Some things that people write makes me wonder how they manage to feed themselves. Of course this moronic mistake is almost certainly the fault of the reporter, Suzanne Goldenberg. Here is the source of the mistake I'm writing about. She wrote:

By the mid-2020s, sea level rise around Manhattan and Long Island could be up to 10 inches, assuming the rapid melting of polar sea ice continues. By 2050, sea-rise could reach 2.5ft and more than 4.5ft by 2080 under the same conditions.
(Emphasis added).

Sea ice floats on the ocean (distinct from ice shelves (kinda) and land based glaciers). It already displaces almost all of its volume so if the ice turns to water (i.e. melts) sea level is no higher. The melting of sea ice has NO measurable effect on sea level. There are 5th graders who know this.

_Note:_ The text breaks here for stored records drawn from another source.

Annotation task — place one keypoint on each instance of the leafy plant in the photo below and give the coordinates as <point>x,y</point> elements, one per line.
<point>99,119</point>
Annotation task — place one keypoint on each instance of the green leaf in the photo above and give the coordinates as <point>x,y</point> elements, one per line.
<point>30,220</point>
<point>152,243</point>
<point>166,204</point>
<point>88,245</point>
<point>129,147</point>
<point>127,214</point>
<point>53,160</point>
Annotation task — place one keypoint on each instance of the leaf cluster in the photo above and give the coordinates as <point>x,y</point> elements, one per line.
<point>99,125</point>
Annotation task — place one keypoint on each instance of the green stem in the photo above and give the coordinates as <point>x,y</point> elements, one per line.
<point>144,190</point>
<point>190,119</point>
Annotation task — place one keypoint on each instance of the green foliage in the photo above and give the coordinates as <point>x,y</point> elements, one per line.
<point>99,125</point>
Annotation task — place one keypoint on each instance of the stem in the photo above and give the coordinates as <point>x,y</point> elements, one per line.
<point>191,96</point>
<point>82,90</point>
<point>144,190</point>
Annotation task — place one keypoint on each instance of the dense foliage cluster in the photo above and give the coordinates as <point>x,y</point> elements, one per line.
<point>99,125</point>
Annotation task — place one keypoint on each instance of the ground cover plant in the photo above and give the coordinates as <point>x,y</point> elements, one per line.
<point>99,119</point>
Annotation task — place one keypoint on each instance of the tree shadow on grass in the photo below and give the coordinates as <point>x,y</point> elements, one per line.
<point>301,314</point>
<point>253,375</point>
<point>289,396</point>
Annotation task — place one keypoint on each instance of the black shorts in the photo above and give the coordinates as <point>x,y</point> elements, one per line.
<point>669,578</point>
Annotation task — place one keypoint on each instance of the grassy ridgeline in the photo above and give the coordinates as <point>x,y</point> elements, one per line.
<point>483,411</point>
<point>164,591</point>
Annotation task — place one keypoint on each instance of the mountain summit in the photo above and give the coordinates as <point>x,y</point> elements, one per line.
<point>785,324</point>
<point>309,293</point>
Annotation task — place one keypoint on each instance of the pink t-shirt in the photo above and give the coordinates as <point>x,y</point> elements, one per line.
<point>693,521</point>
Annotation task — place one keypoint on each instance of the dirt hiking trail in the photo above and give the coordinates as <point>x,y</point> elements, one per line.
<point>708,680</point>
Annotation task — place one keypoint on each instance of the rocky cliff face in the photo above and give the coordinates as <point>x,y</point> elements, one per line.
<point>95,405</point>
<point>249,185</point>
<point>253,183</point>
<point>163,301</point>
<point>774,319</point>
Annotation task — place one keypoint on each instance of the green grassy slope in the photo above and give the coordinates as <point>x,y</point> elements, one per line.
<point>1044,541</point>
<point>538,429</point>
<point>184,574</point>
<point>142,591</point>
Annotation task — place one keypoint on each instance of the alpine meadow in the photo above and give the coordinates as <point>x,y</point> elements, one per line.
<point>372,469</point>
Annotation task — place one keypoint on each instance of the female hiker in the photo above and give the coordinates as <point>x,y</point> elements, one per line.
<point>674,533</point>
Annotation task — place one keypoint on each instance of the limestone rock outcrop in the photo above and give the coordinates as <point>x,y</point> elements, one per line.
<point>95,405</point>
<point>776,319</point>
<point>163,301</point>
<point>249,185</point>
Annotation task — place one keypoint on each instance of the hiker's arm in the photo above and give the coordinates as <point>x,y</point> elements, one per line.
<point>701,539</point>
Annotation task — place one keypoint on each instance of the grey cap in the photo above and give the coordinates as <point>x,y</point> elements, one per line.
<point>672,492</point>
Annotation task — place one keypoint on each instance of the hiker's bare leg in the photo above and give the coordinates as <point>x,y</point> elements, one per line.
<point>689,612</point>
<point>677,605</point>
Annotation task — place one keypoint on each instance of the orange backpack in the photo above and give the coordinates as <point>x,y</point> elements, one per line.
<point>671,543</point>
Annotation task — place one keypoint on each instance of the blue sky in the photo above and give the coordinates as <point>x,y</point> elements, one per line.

But that's not the end of the nonsense in that paragraph.

According to an on line calculator, 10 inches is 254 mm, and 30 inches (the mid century prediction) is 762 mm, and the 54 inch prediction for 2080 (69 years away) is 1372 mm. So all those predictions put the necessary yearly rise north of 18 mm, nearly 20mm/yr. for the 2080 hysterical prediction. (And these predictions are accurately reported by Ms. Goldenberg).

What's the sea level been doing lately?


The very latest info from the most sophisticated satellite shows a rate of sea level rise just a third of a mm/yr. At that rate it will be July of the year 6168 before we get a 4 and a half feet rise of the ocean's level. Even if we accept the data from the University of Colorado at Boulder (and there are plenty of reasons not to accept it) the rate is no more than 3.3 mm/yr. which means it will be November of 2426 before we get to 4 and a half feet above where we are now.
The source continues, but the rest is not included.